Se fossimo catapultati indietro nel tempo agli anni Ottanta e andassimo a fare la spesa i prodotti che troveremmo sugli scaffali del supermercato sarebbero molto differenti da quelli disponibili oggi. Non solo per il packaging rétro, ma anche perché frutta e verdura hanno subìto un miglioramento genetico elevato, che ha reso i prodotti più conservabili, buoni e resistenti alle malattie. Anche se il consumatore oggi non se ne rende conto.

Di miglioramento genetico nel carrello si è parlato al Mantova Food&Science Festival, in occasione della Giornata mondiale del fascino delle piante, durante l'evento dal titolo "La genetica al supermercato: prodotti di successo frutto del miglioramento genetico degli ultimi decenni", promosso da Assosementi e condotto da Luigi Cattivelli, direttore del Crea - Centro di ricerca genomica e bioinformatica.

Forse solo il sale, l'acqua e i funghi di montagna sono rimasti identici e mai modificati dall'uomo. Sul palco è stato fatto l'esempio dei pomodori. Oggi sono in prevalenza rossi e si mantengono in frigorifero per diversi giorni prima di dare segni di cedimento. Quaranta anni fa quelli in commercio erano invece in prevalenza verdi, perché l'invaiatura durava pochi giorni e successivamente il pomodoro andava in sovramaturazione.

L'allungamento della shelf life è stato un filone che ha coinvolto molte piante e che ha avuto il grande pregio di ridurre gli sprechi alimentari. Basti pensare che oggi un terzo del cibo prodotto non viene neppure messo in tavola, ma finisce nel bidone della spazzatura.

Negli anni Ottanta le varietà di pomodoro piccolo-tondo non erano state ancora selezionate e nelle serre di Pachino non c'era traccia del famoso pomodorino. Anche la conserva di datterini è un prodotto innovativo visto che è stato possibile realizzarla solo dopo aver selezionato varietà a crescita determinata, che potessero essere coltivate in pieno campo e raccolte in maniera meccanica.

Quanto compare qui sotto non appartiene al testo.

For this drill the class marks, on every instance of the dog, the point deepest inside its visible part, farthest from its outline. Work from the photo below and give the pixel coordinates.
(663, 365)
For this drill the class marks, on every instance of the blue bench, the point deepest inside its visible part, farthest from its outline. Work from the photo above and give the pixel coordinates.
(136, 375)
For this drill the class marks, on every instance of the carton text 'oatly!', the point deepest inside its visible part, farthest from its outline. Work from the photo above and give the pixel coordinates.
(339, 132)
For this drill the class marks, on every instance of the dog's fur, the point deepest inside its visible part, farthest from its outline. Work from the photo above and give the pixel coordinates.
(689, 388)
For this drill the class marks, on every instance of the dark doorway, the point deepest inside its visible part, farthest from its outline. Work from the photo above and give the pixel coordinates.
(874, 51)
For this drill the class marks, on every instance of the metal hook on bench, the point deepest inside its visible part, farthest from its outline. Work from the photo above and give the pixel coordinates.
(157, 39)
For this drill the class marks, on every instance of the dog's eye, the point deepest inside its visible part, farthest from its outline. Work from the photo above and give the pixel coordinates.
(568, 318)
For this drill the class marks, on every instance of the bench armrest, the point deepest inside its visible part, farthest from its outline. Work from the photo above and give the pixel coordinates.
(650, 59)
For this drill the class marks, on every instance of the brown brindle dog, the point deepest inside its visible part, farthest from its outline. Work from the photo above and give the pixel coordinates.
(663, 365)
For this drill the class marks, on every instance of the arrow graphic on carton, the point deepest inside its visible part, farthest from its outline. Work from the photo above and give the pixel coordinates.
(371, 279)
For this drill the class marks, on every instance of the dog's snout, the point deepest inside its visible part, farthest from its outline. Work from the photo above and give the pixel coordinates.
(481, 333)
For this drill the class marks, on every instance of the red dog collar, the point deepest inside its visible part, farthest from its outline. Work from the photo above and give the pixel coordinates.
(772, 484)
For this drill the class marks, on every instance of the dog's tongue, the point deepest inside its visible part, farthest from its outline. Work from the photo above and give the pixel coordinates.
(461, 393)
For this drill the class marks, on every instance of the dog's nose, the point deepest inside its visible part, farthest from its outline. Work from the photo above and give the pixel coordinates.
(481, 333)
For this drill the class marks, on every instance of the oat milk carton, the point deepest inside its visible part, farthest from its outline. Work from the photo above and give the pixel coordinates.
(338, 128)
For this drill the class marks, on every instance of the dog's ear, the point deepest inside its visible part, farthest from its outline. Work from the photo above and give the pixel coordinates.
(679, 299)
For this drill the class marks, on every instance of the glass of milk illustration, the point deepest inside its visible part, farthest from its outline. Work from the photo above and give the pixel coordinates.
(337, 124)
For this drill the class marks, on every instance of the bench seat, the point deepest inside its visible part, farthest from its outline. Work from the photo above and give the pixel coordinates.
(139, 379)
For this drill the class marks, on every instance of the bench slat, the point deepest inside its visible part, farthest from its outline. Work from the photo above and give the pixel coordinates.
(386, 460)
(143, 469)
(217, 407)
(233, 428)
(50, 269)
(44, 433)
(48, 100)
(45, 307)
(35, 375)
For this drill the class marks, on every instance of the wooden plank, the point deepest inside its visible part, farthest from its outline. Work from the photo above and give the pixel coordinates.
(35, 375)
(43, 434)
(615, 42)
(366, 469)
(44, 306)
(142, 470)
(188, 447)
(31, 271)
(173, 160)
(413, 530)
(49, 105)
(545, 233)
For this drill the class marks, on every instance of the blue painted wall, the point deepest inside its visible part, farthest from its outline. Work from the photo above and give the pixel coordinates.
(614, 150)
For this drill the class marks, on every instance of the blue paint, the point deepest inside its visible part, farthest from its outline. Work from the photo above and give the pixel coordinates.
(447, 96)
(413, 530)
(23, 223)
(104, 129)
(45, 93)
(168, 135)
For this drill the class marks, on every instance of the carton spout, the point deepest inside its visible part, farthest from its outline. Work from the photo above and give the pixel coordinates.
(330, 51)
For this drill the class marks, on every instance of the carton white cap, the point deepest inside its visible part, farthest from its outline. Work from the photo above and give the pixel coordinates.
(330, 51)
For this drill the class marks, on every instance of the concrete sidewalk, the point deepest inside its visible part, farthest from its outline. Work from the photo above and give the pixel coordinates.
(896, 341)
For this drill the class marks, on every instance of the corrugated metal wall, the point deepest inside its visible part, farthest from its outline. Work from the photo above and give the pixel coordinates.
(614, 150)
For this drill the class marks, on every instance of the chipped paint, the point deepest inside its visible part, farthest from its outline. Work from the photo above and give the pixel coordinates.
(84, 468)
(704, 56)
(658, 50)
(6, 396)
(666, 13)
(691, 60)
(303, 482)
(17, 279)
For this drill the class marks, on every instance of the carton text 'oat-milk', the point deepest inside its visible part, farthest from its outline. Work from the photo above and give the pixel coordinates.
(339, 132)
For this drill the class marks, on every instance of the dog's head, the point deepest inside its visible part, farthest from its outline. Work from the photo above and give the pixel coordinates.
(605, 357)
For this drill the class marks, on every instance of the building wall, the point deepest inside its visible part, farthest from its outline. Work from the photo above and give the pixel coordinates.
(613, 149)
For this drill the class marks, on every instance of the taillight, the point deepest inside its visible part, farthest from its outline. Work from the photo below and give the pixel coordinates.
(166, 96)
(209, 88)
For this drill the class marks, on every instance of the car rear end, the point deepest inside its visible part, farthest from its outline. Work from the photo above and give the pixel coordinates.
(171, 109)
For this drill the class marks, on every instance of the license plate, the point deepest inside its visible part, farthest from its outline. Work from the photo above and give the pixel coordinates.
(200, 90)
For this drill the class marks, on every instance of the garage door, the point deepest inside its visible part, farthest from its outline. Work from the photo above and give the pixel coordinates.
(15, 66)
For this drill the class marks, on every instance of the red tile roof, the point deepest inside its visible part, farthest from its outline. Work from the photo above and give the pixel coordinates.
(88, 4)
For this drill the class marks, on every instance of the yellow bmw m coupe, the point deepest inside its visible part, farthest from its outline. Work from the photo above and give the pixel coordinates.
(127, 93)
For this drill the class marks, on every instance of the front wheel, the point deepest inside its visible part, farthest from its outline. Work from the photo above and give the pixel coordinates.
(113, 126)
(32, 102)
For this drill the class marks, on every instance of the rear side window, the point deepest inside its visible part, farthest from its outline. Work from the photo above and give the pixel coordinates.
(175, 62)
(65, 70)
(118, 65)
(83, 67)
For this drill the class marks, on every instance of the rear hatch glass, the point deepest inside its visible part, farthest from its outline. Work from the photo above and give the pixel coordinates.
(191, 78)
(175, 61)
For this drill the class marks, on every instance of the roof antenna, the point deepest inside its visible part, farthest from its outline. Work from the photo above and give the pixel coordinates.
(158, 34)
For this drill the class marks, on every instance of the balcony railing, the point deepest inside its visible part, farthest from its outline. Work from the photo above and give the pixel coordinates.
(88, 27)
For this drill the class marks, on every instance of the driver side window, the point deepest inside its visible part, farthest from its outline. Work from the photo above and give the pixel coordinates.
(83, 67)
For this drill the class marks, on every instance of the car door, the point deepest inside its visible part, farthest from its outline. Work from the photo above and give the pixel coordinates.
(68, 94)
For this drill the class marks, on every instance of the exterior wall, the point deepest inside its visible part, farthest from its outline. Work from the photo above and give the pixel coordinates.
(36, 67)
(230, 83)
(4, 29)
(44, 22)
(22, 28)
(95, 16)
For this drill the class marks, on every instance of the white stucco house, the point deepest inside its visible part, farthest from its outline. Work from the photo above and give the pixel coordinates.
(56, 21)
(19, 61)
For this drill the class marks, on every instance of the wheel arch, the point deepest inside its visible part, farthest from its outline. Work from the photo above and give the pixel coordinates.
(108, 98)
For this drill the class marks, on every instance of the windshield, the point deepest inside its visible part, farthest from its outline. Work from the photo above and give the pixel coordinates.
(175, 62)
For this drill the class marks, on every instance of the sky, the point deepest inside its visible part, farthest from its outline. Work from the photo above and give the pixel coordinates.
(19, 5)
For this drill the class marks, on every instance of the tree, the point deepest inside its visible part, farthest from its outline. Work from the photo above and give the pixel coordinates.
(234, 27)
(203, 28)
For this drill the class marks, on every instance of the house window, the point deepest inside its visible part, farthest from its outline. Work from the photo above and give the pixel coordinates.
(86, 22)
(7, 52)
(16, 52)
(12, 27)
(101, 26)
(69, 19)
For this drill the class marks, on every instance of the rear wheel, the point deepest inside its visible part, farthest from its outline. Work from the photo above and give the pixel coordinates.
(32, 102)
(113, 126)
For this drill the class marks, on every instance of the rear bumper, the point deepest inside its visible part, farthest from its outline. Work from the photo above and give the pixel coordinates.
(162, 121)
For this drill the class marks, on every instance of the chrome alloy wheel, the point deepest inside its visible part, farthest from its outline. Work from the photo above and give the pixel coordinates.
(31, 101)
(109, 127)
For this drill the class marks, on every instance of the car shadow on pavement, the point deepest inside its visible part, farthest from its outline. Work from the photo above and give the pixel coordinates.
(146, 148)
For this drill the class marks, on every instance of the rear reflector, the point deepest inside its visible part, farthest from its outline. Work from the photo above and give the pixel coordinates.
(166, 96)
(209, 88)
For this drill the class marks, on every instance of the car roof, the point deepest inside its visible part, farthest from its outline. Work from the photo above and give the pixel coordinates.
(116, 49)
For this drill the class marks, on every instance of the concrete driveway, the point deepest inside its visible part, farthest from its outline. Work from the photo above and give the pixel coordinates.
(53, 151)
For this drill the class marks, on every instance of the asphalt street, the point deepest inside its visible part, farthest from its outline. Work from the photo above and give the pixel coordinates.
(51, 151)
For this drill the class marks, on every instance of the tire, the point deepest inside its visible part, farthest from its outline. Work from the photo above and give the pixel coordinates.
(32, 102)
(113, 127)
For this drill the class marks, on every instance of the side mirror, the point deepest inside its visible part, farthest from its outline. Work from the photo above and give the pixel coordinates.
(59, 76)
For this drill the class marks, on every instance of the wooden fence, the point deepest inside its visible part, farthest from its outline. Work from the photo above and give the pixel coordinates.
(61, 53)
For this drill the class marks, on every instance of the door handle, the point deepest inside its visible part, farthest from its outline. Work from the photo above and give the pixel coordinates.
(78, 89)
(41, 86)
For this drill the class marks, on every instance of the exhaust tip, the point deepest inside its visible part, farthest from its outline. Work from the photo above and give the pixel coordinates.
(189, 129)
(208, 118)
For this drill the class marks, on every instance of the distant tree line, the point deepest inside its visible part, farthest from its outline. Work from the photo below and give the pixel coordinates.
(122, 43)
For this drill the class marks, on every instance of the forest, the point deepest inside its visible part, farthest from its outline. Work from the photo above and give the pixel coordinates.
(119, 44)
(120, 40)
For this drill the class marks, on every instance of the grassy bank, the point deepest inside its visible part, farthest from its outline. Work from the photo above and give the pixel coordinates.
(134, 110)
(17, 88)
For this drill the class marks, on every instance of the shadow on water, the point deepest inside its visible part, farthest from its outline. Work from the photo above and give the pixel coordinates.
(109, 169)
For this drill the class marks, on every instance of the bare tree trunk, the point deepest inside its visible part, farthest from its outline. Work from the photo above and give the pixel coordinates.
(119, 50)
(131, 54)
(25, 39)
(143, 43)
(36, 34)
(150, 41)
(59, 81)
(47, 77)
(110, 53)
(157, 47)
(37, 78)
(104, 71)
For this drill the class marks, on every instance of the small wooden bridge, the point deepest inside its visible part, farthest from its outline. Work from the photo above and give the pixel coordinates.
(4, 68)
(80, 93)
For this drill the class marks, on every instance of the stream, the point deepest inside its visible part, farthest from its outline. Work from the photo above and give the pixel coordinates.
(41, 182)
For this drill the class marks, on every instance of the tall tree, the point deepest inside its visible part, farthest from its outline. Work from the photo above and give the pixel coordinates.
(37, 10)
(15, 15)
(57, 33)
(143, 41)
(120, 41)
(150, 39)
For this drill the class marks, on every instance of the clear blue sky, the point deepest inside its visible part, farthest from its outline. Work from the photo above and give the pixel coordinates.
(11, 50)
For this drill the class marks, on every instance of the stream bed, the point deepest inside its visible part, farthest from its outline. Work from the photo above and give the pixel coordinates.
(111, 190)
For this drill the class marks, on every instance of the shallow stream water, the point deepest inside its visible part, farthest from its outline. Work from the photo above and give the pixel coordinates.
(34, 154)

Non solo pomodoro. Pensiamo al riso Venere, oggi coltivato in Italia, oppure alle orticole invernali, come i cavolfiori, che oggi hanno colorazioni inedite per gli anni Ottanta, frutto della maggiore concentrazione di antociani. E poi le pesche, oggi disponibili da maggio a settembre, oppure le mele resistenti alla ticchiolatura. Cattivelli ha mostrato sul palco la mela Modì, prodotta senza bisogno di difenderla dal fungo Venturia inaequalis e Spilocaea pomi, e che è stata commercializzata facendo leva sul suo carattere di ecosostenibilità.

Guardando al made In Italy l'idea di una filiera della pasta completamente italiana è stata resa possibile dalla messa a punto di varietà di grano duro altamente proteiche coltivabili nei nostri areali. Le varietà più innovative sono infatti in grado di presentare un alto contenuto proteico anche con normali concimazioni azotate, il che le rende particolarmente sostenibili dal punto di vista ambientale.

Anche il cotone con cui sono fatti i tessuti dei nostri abiti è stato migliorato. Così come la genetica delle vacche, che ha reso possibile allevare animali in grado di produrre quasi il doppio del latte rispetto agli anni Ottanta, abbassandone notevolmente il costo.

Insomma, anche se ad un occhio inesperto può sembrare che i prodotti alimentari non subiscano nessuna innovazione, in verità la ricerca continua a fare progressi. Ma ci sono anche esempi (pochi) di colture che non hanno fatto passi avanti. E' il caso del pero, che ha visto un calo delle varietà oggi coltivate. Questo fenomeno è dovuto al fatto che sono state privilegiate cultivar capaci di conservarsi al freddo e in atmosfera controllata, in modo da essere disponibili sul mercato tutto l'anno, mentre le piante che producono frutti senza queste caratteristiche sono state abbandonate.